Well my run of good theatre had to end eventually I guess... the combined memories of fine productions of Thomas Middleton, Arthur Miller, Terence Rattigan and Tennessee Williams crumbled after a visit to the worst funfair ever and the most laughable use of character pathos since Eliza went on the ice in UNCLE TOM'S CABIN or Tiny Tim warmed his crutch by the fire.
Owen had wanted to see one of his 70s Guilty Pleasures David Essex onstage so this seemed as good a time as any as there was the chance to hear some of his hits as well - oddly nothing from MUTINY!
He had booked for the Dress Circle but we arrived to find it closed so were moved down to the Premier Price seating. Now I have been in the Garrick circle this year to see THE LITTLE DOG LAUGHED and it's only 5 rows deep so I am suspecting that it would have been just us two and the couple sitting next to Owen who would have been sat there. The stalls were hardly thriving either. Surely a major contributing factor must be the prices - £55 down to £25! For this??Mostly the audience appeared to be large 'n' loud women with their rather nervous-looking husbands who I presume were there to make sure they didn't damage themselves climbing over each other to get near their 'ero.
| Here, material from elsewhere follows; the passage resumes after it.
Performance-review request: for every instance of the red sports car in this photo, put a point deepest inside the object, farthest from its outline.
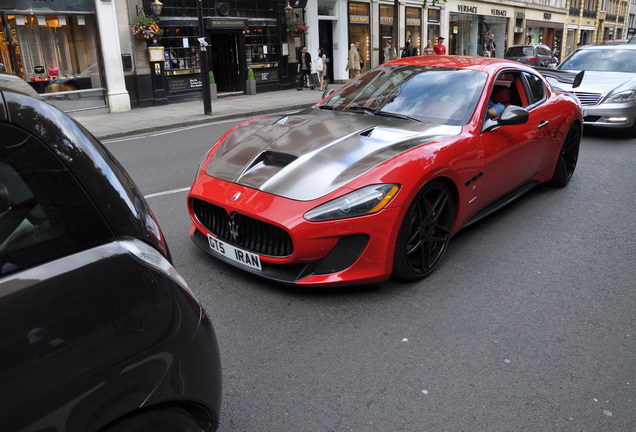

By the noises they made they obviously overlooked little things like a woeful script, the automaton staging or the stale atmosphere of pure by-the-numbers performance.
For what it's worth, the story concerns Levi's touring funfair which has been losing punters since he closed the Wall Of Death attraction after his wife was killed during a stunt involving the two of them and their son Jack - and yes he is introduced as 'Jack the Lad'. Sigh...Also present is Rosa an Oirish fortune teller and her equally Oirish daughter who both fancy Levi and Jack respectively but to little actual interest - it's odd Mama Oirish can't see that in her cards. The coconut is REALLY knocked off it's pole when Alice - the teenager daughter of Harvey a cockney heavy - falls for Jack and the dad starts getting protective as does his dangerous sidekick Druid. I can't remember why he's called Druid, I was probably looking at the set.
Will Jack and Alice find love? Will Harvey strongarm Levi into closing his funfair? Will Rosa and daughter Mary realise that their Tarot cards ain't going to get shuffled by Levi & son? Will Levi give in to his bouncy son's pleas to re-open the dreaded Wall Of Death... and how will 'Slow Johnny' - yes you read that right 'Slow Johnny' - the twitching and simple lad who has been 'adopted' by the funfair workers fit in?
No I didn't really care either.Ok I will put my hand up and say I didn't hate it - in retrospect I'd rather sit through this than sit through SISTER ACT again - what I found teeth-grindingly bad was the total banality of Jon Conway's book with it's square-peg-in-a-round-hole approach to jamming in the hits from Mr. Essex's distant youth, paper-thin characters and gossamer-thin plot which at it's climax just stops... as if the cast couldn't stand to say those lines or play those roles a minute longer.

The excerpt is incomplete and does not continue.